Pour ses traditionnels vœux très politiques aux élus ordinaux, syndicats, institutionnels et autres acteurs de la santé (DGOS, UNCAM…), le président de l'Ordre national des médecins n'a pas mâché ses mots. Pour 2019, « encore plus que les années précédentes », il appelle à la mobilisation de tous pour une « réforme en profondeur » et « urgente » du système de santé. Évoquant les événements de fin d'année, sans mentionner explicitement les Gilets jaunes, le Dr Patrick Bouet a évoqué le sentiment d'une « solidarité nationale » mise à mal, à travers des fractures territoriales.
Alors que les diagnostics et les objectifs sont partagés, le Dr Patrick Bouet ne cache pas ses inquiétudes quant à la méthode gouvernementale choisie pour concrétiser les annonces présidentielles pour la transformation du système de santé. Le généraliste de Villemomble (Seine-Saint-Denis) craint que « l'ambition réformatrice affichée politiquement ne laisse place à un débat technocratique ».
Le risque d'asphyxie
À cet égard, le projet de loi santé, censé traduire le plan « Ma Santé 2022 » ne s'annonce pas sous les meilleurs auspices. Malgré les « réflexions préalables réelles » « nous ne nous sentons pas associés à ce projet, qui est déjà pour partie écrit », a déploré le Dr Bouet, déplorant des réunions préparatoires essentiellement techniques. « Nous ne voulons pas croire que cette réforme qui devait être conçue en partant des besoins des Français, ne soit finalement qu’un simple empilement de normes nouvelles, asphyxiant davantage les professionnels de santé et le système de santé », a-t-il lancé.
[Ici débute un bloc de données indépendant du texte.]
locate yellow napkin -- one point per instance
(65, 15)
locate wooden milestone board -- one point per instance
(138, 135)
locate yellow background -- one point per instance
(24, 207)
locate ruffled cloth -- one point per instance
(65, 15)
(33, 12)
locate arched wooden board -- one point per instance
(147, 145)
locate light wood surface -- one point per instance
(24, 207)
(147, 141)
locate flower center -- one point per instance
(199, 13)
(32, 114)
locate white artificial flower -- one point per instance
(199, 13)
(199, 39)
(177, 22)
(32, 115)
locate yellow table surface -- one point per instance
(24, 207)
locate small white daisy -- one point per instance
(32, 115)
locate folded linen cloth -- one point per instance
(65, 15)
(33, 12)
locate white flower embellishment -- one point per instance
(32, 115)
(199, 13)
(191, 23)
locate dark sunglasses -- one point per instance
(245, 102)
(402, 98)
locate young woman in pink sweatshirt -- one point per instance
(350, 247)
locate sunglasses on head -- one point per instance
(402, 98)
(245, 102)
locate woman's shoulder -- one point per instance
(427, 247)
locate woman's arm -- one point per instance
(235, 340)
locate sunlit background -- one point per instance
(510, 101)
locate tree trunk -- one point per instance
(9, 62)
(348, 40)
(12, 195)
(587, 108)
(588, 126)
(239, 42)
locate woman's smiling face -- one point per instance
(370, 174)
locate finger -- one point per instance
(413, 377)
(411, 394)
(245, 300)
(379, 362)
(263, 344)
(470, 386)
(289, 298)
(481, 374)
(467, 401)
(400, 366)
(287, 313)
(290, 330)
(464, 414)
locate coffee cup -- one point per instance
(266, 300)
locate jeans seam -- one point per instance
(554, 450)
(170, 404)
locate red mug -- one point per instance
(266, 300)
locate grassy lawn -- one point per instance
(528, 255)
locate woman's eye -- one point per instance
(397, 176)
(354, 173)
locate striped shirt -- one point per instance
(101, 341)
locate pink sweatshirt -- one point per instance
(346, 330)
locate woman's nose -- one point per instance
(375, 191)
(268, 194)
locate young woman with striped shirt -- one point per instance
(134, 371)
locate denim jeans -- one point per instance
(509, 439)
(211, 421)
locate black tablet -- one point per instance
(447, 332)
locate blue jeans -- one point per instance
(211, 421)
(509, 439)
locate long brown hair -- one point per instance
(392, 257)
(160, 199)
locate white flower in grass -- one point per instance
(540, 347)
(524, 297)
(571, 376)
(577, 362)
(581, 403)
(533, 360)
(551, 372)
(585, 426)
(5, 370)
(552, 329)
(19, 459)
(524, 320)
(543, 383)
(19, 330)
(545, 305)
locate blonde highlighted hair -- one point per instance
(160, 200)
Le Dr Bouet redoute et refuse de retrouver le même « modus operandi » mis en œuvre pour la rédaction des lois HPST (Bachelot) et de modernisation du système de santé (Touraine). Alors que de larges concertations (états généraux de l'organisation des soins, grande conférence nationale de santé) avaient été menées à l'époque, le texte final avait été écrit « sans les acteurs de terrain, ceux qui en subissent l'application au quotidien en premier lieu les médecins ». « Allons-nous, en 2019, assister aux mêmes erreurs que sous les gouvernements précédents ? Cela serait terrible ».
Pas trop tard
Malgré ces inquiétudes, « la réforme peut encore réussir », à condition que le gouvernement fasse « des choix politiques forts » en matière de réorganisation efficiente des soins dans les territoires, de démocratie sanitaire ou de formation.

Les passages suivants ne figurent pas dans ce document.